One of the reasons that experts are increasingly finding and defending against copious new and destructive threats is directly related to the evolution of Web 2.0, Rutsky said. Specifically, significant Web developments, which now allow users to access interactive content, social software, and an array of sophisticated media files and applications, also enables attackers to easily install malicious content and source code.

"What strikes me is that Web 2.0 is truly an evolution of where the Web has been," said Rutsky. "We've really transformed into a dynamic two-way user experience over the Internet."

That two-way interaction is a radical departure, Rutsky said. Historically, the Web had been a largely unidirectional, designed as a medium for print content.

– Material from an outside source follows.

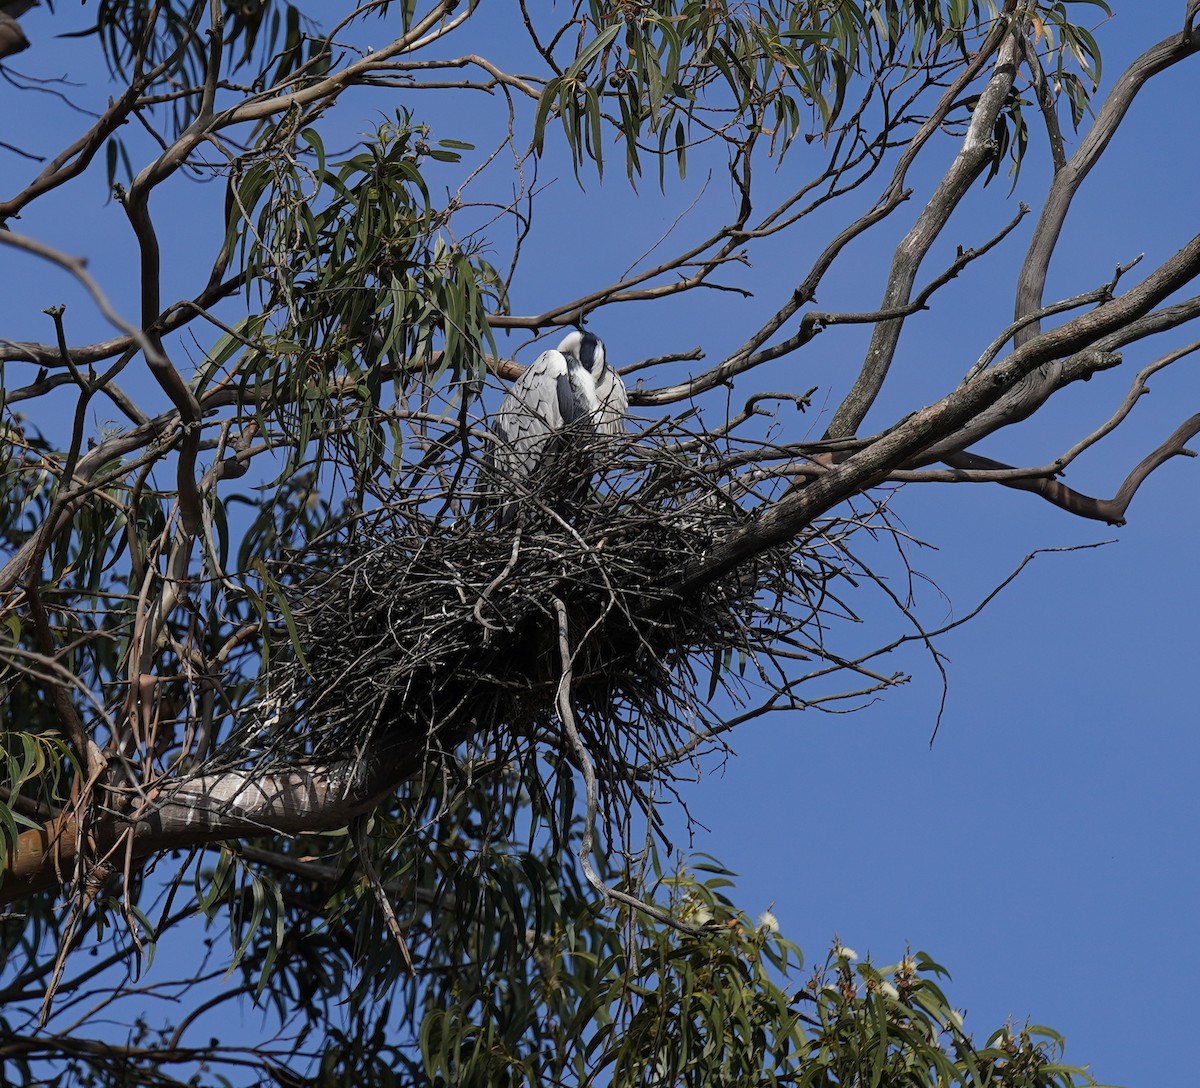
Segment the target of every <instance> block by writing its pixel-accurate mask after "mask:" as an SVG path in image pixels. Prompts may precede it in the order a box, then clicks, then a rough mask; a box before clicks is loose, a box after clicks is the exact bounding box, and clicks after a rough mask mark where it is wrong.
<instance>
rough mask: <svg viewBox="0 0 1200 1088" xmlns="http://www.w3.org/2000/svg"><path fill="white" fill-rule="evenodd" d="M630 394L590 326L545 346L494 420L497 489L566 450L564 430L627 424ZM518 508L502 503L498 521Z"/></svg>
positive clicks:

"It's a fundamental change from one way to two way," said Rutsky. "We're not just moving content, we're moving applications."

However, the new user-based content and interactivity have and raised serious security concerns, Rutsky said. It has also enabled the proliferation of numerous malicious threats, such as Trojans botnets, spyware and an array of malicious code.

One of the most pernicious of those emerging threats is the Storm Worm, recently evolved to infect legitimate Web sites -- which Rutsky said has "fundamentally changed the security landscape."

"Storm is run by a bunch of shady, nefarious criminals," said Rutsky, "Storm is adaptable. Storm is technologically very sophisticated and Storm attacks back. It is a self defending network, peer to peer highly distributed redundant network that turn machines into control bots."

Meanwhile, attackers have developed blended threats -- multi-faceted attacks that combine email, Web, social engineering, insider access and application level threats.

In what he termed as "the death of the negative security model" Rutsky said that end users will have to fundamentally change their security model from one that keeps the bad out to a shift to a proactive whitelisting approach, allowing only the good in.

To further combat these threats, Rutsky recommended that users invest in real time reputation based filtering, which acts as a credit score to determine the trustworthiness of a site over time.He also suggested that users apply intent-based malware protection, biodirectional filtering, robust data leak prevention capabilities, and use of comprehensive access management and reporting tools.

"Signatures are not enough," he said. "Categorization Web filtering -- it's not enough."

"When you add in lost user, lost customers and lost business reputation, this is costing us billions and billions of dollars" he continued. "The takeaway is that this stuff is not going away."